The packages we are using are tidyverse ,janitor and dplyr. Tidyverse is a collection of R packages designed for data science. All packages share a similar design principle and data structure. The core packages within Tidyverse are ggplot2, dplyr, readr, purr, tibble, stringr and forcats, which help transform, model and visualize data. Dplyr and tidyr are used to solve data manipulation and data tidying challeneges respectively. Dplyr is a package for making tabular data wrangling easier by using a limited set of functions that can be combined to extract and summarize insights from your data. It pairs nicely with tidyr which enables you to swiftly convert between different data formats (long vs. wide) for plotting and analysis. The janitor package has a wide range of functions that facilitate data cleaning and exploration.

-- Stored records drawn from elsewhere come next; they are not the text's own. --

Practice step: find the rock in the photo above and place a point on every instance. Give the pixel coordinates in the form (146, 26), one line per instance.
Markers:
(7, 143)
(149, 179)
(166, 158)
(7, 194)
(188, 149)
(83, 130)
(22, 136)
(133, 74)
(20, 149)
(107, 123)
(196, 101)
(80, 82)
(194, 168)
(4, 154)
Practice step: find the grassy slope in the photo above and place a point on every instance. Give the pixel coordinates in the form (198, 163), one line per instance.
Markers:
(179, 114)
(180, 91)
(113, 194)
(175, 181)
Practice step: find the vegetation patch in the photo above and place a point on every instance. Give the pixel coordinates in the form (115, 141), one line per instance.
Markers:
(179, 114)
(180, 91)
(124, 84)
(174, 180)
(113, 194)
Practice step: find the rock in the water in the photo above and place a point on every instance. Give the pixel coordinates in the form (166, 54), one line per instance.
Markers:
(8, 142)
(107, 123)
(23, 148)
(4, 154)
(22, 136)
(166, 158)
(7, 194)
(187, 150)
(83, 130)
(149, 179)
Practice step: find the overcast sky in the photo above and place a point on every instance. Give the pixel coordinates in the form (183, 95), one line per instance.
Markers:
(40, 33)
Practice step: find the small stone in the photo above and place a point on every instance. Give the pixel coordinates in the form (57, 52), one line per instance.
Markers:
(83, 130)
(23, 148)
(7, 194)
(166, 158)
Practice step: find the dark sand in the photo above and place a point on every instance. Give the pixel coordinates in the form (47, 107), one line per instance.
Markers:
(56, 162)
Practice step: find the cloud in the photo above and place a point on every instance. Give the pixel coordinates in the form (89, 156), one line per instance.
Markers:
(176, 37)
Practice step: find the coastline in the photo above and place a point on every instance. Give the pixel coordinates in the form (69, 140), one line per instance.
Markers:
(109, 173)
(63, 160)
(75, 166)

The package is designed to be compatible with the tidyverse, and can therefore be seamlessly integrated into most data prep workflows

Library Description
‘tidyverse’ Used for data manipulation.
‘dplyr’ Used for data wrangling & manipulation.
‘ggplot2’ Used for creating data visualizations.
‘janitor’ Facilitates data cleaning and exploration.
# Install Packages
library(tidyverse)
library("feasts")
library("dplyr")
library("skimr")

Data Preparation

This is an open hotel booking demand dataset published on Science Direct website by Antonio, Almeida and Nunes in 2019 and we can obtain it from Github.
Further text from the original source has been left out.